This does very much feel like the “good old days” with per ride pricing, which isn’t real great. What is odd though is the limits they had with individual paid lightning lanes… I could easily see someone dropping $100 to do Rise three times in the same day or something…
The attendance thing…. Disney has actually been trying to find ways to lower park attendance. Well, maybe I should phrase that as smooth out park attendance. A couple years ago at a quarterly shareholder call they vaguely mentioned/alluded to trying to control attendance (down) by saying that they were increasing prices to help improve the customer experience when in the parks. Customer satisfaction, likely wait times, was specifically something that was becoming a huge issue (this was just post pandemic) and Disneyland didn’t really have a good solution to cutting wait times other than trying to shift attendance from school breaks, holidays, weekends, to mid-week days in months without school or public holidays. They did this by really shuffling the per day pricing and increasing prices.

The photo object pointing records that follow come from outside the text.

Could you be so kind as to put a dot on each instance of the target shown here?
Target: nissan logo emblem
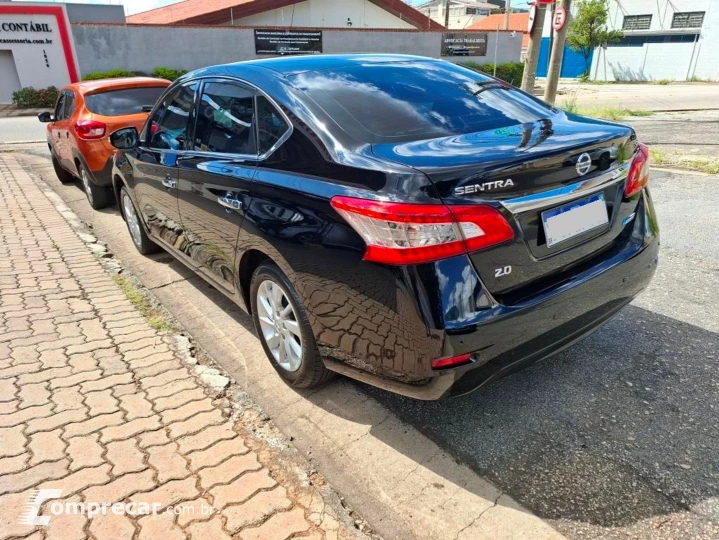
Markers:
(584, 163)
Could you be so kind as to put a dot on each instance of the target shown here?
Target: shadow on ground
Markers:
(617, 429)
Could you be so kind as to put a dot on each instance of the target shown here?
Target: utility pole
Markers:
(535, 43)
(555, 62)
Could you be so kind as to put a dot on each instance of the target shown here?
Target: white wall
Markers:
(101, 47)
(30, 64)
(324, 14)
(655, 61)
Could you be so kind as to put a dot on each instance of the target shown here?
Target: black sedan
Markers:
(400, 220)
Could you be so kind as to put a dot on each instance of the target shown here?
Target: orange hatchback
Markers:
(86, 114)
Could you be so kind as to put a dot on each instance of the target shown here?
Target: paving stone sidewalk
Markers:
(96, 403)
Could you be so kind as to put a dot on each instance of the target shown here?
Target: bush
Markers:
(31, 98)
(168, 73)
(112, 74)
(510, 72)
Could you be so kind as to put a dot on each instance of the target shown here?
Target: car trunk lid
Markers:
(525, 170)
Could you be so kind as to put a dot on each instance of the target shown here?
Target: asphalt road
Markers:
(619, 435)
(682, 133)
(655, 97)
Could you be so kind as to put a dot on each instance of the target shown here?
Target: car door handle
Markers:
(169, 182)
(230, 203)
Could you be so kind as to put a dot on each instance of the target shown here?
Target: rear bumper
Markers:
(506, 338)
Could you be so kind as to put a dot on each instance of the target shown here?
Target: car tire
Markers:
(98, 196)
(286, 337)
(134, 226)
(64, 176)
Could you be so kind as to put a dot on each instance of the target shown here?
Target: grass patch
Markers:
(703, 164)
(154, 316)
(607, 113)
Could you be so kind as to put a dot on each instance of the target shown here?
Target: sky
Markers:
(136, 6)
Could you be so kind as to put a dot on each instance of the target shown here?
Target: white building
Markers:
(307, 13)
(664, 39)
(462, 13)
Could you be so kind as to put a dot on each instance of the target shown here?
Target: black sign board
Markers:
(464, 44)
(284, 42)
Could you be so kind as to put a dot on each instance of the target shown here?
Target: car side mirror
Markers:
(125, 138)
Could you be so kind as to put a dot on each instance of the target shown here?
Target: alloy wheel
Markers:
(279, 324)
(133, 222)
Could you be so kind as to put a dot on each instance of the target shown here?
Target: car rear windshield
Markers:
(416, 100)
(123, 102)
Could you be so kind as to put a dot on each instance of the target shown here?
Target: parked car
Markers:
(400, 220)
(78, 132)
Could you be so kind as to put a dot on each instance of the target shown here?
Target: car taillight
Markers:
(638, 176)
(453, 361)
(402, 233)
(90, 129)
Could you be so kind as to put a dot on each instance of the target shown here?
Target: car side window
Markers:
(168, 128)
(271, 125)
(225, 121)
(60, 107)
(69, 106)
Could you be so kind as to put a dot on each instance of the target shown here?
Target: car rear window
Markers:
(416, 100)
(123, 102)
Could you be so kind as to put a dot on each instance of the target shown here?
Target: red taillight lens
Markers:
(400, 233)
(638, 176)
(451, 362)
(90, 129)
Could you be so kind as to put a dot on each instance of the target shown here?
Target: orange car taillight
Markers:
(90, 129)
(402, 233)
(454, 361)
(638, 176)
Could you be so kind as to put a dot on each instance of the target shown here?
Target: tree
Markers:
(588, 29)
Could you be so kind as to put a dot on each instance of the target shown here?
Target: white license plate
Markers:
(573, 219)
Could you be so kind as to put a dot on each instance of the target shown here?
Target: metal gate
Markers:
(572, 62)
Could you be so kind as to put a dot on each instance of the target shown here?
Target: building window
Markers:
(637, 22)
(689, 19)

I can’t see how this will lower attendance, people just won’t pay for this add on. However, this could push up average revenue if attendance is getting a little soft, but some percentage (even if it’s rather small) are big spenders that will toss $400 towards this premium product.
If you think about it, each lightning lane premium sold acts like four people buying standard lower tier (cheaper) park tickets. I doubt it increases wait time by the same amount as four additional people though. Sell 2,500 of these passes a day and you collect the same revenue as 10,000 additional park tickets sold…
You also don’t need additional staff since it’s not a guided tour.
You don’t sell additional food or merchandise, and honestly you might actually sell less merchandise if some people sacrifice that to afford this premium pass… but food and merchandise is what the SoCal annual pass is for.